I must state that any pilot is entitled to their opinion. However, any pilot with a fair amount of hours also realizes that one cannot second guess a mishap or near-miss based on an external video alone. Further, the co-pilot was actually handling the landing, but I do not know if or when the Pilot took over. Frankly, I believe we all are better served by presenting facts as facts, and perhaps offering some basic opinions without attempting to assign blame without further details
I think the driver must have been very strested to get the plane landed properly with the wind pushing the plane
Hi look at my wigit
I dont think that the piolt should have attempted the landing for safty reasons
It’s spelled “wind shear”.
My first instinct upon seeing this was to recoil in shock that the pilot even made the attempt in the first place. That the flying in rescuing the craft was exceptional is beside the point – this looks quite easy to judge as a layman as a landing which shouldn’t have been attempted. But who to assign blame is the other question. With turnaround times and landing times being ever shortened, and unreasonable demands being put on pilots by head offices a) to fly when they shouldn’t and b) to route where they shouldn’t, it was only a matter of time before we’d see a video like this in Europe rather than Thailand.

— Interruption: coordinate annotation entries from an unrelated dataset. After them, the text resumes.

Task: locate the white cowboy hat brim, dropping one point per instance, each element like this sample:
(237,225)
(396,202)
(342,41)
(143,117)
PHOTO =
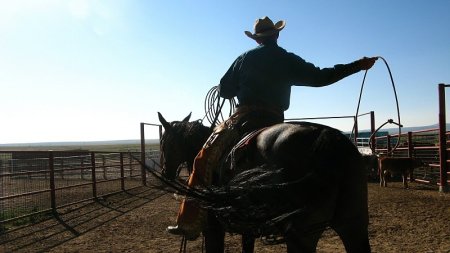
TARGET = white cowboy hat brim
(277,27)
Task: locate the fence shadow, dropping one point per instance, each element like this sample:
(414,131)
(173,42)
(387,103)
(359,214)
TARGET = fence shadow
(73,221)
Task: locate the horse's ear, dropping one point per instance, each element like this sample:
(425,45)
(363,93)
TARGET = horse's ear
(187,117)
(163,121)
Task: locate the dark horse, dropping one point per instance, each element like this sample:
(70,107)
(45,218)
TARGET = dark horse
(329,183)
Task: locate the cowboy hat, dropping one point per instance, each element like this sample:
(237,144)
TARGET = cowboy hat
(264,27)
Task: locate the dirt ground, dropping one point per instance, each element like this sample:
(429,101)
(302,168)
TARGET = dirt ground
(412,220)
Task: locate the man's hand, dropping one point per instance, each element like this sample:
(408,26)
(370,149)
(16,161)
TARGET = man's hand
(366,63)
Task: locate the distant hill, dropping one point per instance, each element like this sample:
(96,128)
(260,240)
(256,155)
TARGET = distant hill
(81,143)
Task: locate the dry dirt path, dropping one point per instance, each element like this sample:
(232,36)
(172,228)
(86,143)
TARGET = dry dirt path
(413,220)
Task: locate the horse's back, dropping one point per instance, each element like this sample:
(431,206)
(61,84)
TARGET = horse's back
(309,148)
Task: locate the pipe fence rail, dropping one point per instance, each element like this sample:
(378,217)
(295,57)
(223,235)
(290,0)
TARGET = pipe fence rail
(34,183)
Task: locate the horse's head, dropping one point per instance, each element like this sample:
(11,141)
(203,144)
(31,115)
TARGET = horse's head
(173,146)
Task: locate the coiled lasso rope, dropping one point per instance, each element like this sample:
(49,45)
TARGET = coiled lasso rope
(213,106)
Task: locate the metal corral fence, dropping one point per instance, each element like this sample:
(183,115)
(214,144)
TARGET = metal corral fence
(423,145)
(37,182)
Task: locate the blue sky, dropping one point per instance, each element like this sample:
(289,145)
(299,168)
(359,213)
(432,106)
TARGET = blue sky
(79,70)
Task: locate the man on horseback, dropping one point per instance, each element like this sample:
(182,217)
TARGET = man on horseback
(261,79)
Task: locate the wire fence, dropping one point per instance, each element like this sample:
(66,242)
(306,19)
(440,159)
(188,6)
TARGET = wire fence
(36,183)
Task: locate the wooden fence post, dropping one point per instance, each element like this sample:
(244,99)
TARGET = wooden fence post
(51,168)
(143,172)
(443,185)
(122,173)
(94,179)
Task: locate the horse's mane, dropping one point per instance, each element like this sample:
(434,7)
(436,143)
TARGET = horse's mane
(194,133)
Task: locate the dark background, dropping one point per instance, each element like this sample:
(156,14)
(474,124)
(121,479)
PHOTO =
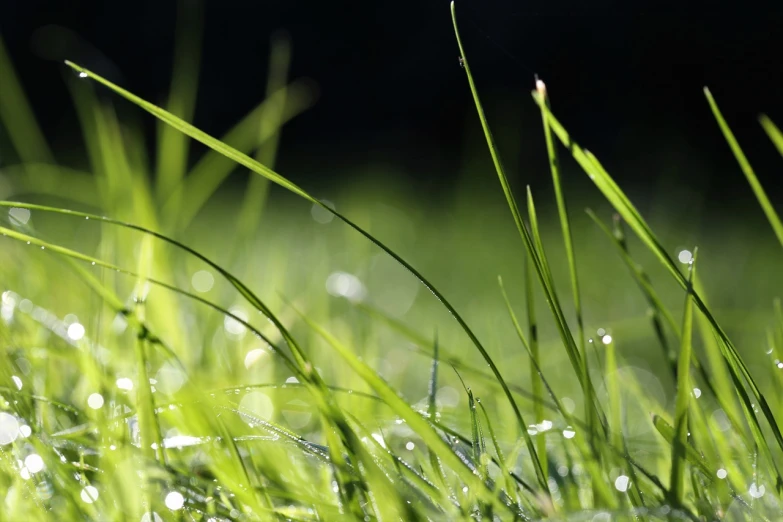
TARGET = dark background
(626,78)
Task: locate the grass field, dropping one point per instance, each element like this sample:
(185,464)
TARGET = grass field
(172,350)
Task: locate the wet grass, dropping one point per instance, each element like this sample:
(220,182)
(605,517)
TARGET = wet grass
(167,356)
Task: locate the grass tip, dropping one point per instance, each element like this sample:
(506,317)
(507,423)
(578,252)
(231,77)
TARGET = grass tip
(540,86)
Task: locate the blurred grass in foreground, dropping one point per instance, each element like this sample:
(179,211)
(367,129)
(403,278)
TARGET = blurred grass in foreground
(206,355)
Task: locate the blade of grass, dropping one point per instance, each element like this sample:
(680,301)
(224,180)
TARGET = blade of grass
(736,365)
(742,160)
(773,132)
(254,166)
(583,445)
(684,392)
(172,145)
(562,210)
(17,116)
(541,269)
(414,420)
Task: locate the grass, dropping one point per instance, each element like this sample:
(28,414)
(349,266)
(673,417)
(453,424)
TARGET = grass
(160,363)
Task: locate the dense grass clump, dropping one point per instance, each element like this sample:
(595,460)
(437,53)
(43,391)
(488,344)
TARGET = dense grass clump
(143,380)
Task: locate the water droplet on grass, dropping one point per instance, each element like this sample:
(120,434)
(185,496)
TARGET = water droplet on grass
(9,428)
(621,483)
(95,401)
(89,494)
(175,500)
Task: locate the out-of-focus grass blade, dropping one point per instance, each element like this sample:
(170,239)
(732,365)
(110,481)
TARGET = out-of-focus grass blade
(684,392)
(214,167)
(542,269)
(17,117)
(737,367)
(510,489)
(272,118)
(414,420)
(565,226)
(593,415)
(689,452)
(583,444)
(643,281)
(744,164)
(52,180)
(253,165)
(773,132)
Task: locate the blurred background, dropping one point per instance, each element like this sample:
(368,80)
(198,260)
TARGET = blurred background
(379,121)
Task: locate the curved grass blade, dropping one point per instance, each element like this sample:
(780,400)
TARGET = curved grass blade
(17,116)
(773,132)
(684,392)
(542,269)
(603,493)
(254,166)
(758,190)
(414,420)
(173,146)
(739,372)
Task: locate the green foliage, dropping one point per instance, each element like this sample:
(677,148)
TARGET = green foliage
(217,383)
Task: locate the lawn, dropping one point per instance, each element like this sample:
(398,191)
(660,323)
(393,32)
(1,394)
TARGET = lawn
(178,349)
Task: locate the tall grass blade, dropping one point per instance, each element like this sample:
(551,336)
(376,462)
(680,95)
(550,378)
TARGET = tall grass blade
(414,420)
(773,132)
(739,371)
(254,166)
(173,147)
(541,267)
(750,175)
(684,392)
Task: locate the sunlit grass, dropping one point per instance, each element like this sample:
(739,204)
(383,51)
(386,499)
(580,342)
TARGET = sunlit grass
(172,353)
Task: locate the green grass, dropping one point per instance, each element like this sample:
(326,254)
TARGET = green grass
(170,351)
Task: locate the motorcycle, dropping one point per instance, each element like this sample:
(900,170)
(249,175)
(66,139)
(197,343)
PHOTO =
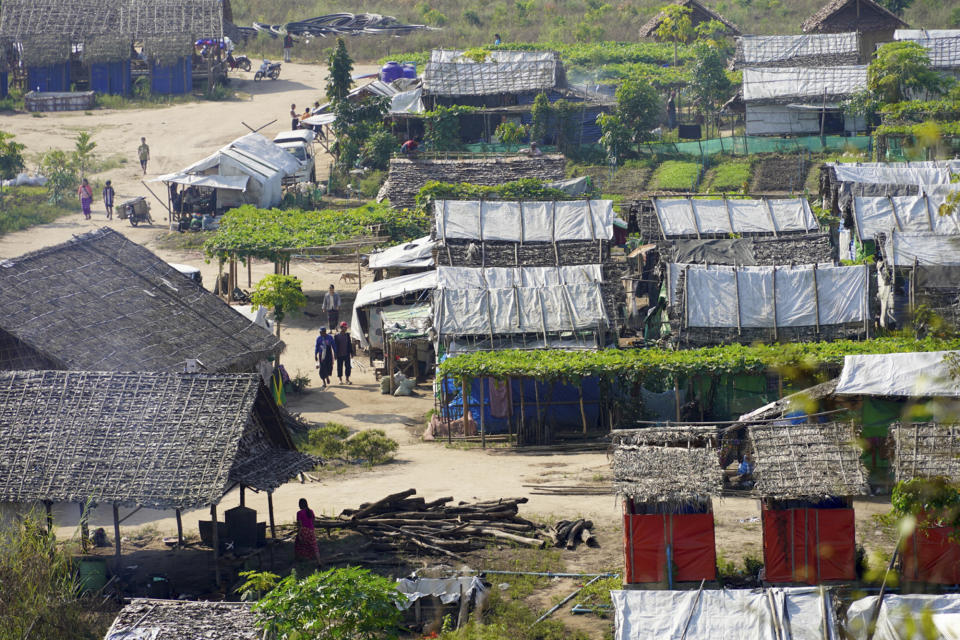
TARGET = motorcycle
(267,70)
(239,62)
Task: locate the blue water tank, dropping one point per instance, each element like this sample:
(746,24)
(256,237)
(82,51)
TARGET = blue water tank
(391,71)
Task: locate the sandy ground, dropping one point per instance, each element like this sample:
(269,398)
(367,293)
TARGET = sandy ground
(181,134)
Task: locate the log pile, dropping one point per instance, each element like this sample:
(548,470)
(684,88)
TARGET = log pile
(436,527)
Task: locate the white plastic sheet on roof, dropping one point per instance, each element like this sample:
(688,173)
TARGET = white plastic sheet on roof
(898,374)
(741,614)
(927,249)
(687,216)
(717,294)
(910,214)
(773,83)
(524,221)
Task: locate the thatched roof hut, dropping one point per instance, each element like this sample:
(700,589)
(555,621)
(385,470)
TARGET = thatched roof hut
(698,13)
(185,620)
(101,302)
(808,461)
(158,440)
(926,450)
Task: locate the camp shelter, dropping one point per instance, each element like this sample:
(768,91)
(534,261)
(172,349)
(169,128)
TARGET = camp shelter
(929,450)
(667,477)
(805,50)
(798,613)
(184,620)
(699,12)
(874,23)
(156,440)
(801,100)
(101,302)
(805,474)
(898,614)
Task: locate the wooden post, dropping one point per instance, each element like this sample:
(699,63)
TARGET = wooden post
(216,544)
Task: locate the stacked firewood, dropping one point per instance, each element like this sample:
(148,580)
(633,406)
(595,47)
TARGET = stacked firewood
(437,527)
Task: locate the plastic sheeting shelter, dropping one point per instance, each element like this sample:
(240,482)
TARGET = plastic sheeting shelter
(895,611)
(745,614)
(690,217)
(524,221)
(911,375)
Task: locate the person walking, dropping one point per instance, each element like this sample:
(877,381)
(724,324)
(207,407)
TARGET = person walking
(108,194)
(331,304)
(85,193)
(343,349)
(143,152)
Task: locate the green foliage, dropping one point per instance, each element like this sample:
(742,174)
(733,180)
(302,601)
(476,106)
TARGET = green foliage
(262,233)
(338,604)
(340,68)
(791,360)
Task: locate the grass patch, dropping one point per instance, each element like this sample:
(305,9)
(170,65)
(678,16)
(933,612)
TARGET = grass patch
(24,207)
(675,175)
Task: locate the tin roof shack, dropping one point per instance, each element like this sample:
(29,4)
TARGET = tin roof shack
(667,477)
(805,475)
(811,50)
(699,12)
(928,450)
(874,23)
(100,302)
(801,100)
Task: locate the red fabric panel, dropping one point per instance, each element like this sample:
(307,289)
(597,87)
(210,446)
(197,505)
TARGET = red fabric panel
(837,537)
(930,556)
(646,556)
(694,550)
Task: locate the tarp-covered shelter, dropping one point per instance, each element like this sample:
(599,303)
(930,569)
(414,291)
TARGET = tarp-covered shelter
(810,50)
(699,12)
(799,613)
(249,170)
(101,302)
(667,477)
(805,474)
(801,100)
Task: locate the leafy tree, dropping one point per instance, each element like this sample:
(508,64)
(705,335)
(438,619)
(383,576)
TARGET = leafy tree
(340,70)
(675,26)
(902,69)
(282,294)
(339,604)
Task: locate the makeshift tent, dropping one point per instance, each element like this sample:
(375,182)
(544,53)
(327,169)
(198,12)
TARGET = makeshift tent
(801,613)
(900,614)
(804,472)
(667,477)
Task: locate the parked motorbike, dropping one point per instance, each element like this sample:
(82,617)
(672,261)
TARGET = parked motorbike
(239,62)
(267,70)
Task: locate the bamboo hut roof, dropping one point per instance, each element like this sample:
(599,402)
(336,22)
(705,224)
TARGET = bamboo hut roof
(698,13)
(666,474)
(101,302)
(185,620)
(808,461)
(156,440)
(852,15)
(926,450)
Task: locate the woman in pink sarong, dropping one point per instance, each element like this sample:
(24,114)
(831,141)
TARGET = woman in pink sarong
(305,546)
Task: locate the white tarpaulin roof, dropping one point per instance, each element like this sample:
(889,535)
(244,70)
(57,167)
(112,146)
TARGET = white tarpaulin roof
(734,614)
(908,375)
(892,622)
(927,249)
(909,214)
(716,294)
(688,216)
(524,221)
(777,83)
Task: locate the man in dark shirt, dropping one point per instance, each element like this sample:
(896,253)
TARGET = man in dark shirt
(343,349)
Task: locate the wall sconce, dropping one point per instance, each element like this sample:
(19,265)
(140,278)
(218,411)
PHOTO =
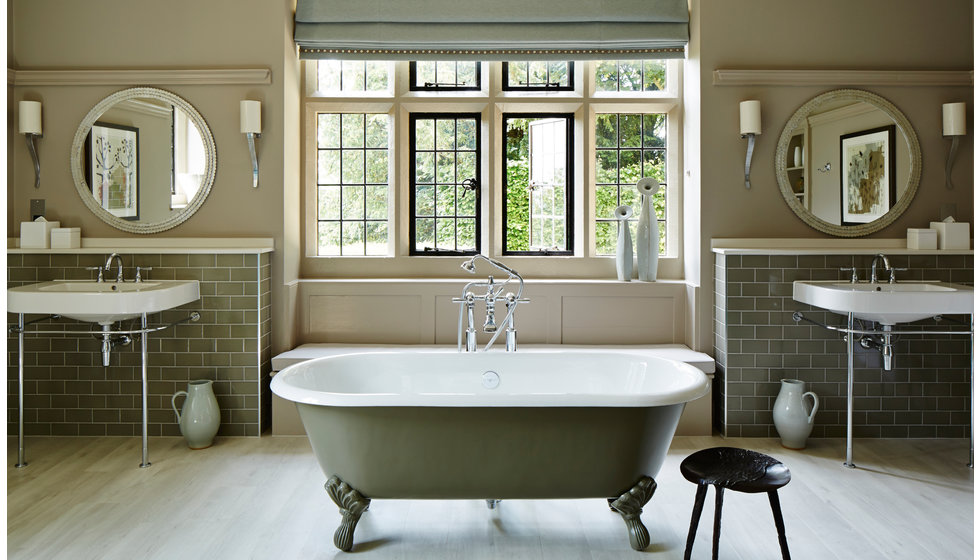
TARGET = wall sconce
(29,113)
(251,116)
(954,124)
(750,118)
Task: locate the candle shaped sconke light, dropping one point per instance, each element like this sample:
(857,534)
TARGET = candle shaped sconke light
(954,125)
(251,117)
(750,124)
(29,124)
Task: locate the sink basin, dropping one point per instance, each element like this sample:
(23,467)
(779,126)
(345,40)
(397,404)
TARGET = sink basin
(887,304)
(101,302)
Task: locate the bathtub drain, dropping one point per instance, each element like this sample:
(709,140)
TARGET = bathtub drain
(490,379)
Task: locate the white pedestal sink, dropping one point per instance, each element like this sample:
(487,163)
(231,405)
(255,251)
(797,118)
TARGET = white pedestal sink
(885,303)
(101,302)
(97,302)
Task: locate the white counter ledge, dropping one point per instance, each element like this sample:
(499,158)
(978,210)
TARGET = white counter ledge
(821,246)
(157,245)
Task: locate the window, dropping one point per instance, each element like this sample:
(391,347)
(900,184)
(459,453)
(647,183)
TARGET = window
(431,75)
(538,76)
(628,146)
(445,183)
(399,179)
(352,76)
(352,184)
(538,164)
(630,75)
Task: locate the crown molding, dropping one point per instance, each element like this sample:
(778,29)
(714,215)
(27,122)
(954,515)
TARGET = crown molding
(906,78)
(202,76)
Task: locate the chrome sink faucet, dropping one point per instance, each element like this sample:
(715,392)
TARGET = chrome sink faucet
(874,266)
(108,265)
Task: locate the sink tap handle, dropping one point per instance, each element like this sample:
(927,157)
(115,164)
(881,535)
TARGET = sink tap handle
(852,270)
(99,268)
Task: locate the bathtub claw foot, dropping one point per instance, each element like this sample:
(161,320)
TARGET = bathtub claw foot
(352,504)
(630,506)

Give me high speed rail any day, thanks. I’ll gladly pay the extra.
I hadn’t read all that much into it. It’s not an anomaly to encounter cross winds no matter how well they dialed in the runway during construction. That’s why one learns how to deal with them.
That being said I wouldn’t know any of the particulars of the incident other than what I saw in the video. There was no indication that the pilot didn’t listen to reports, talk with ATC Approach, or had any connection to the Video, other than being the subject.
There is considerable indication that the episode on the runway was severe. That’s the only thing that’s clear. With all due respect Ben, you’re not Judge are you?
This is a horrible demonstration of flying. The pilot is required to have listened to the automated weather report before landing and was clearly busting crosswind maximums for the aircraft. Even if he had landed safely without scraping the wing he should be FIRED for risking the lives of the people on board. Flying a commercial aircraft is not your personal opportunity to make a youtube video for your friends to see. All commercial IFR flights are required to have alternates precisely for this reason, you land somewhere else instead of being a nut case that nobody wants to entrust with the lives of passengers.
“Almost crashing” is the general definition of landing any aircraft, but this one certainly came a lot closer than is usual. I agree with Vincent on one hand, fine piloting. On the other hand, one would question his judgment in even making the attempt considering the conditions.
Just glad this didn’t end up as an episode of MAYDAY!
The pilot of that aircraft did an incredible job of avoiding a disaster. The first part of the clip ( with the aircraft coming towards the camera) shows an incredible amount of crosswind already affecting the aircraft. The visibly changing orientation of the aircraft is the pilot actually ruddering the aircraft into the wind (yaw) in order to counteract the effects of the wind blowing across the runway, so it was by design that he would position the aircraft on the extreme right side of the runway.
There is a button in the cockpit “Go Around” that essentially is designed to get the aircraft in the air again by simultaneously and automatically putting all the controls in the position to get it back in the air. It was probably too late to use that feature and with cross wind-speeds possibly even greater than the aircraft’s airspeed – this is a piece of fine flying.
One safety tool that certainly worked was this pilot’s training and knowledge. From watching the clip, the pilot made the determination to go full power much sooner than one might think or he would have had no control whatsoever of the aircraft.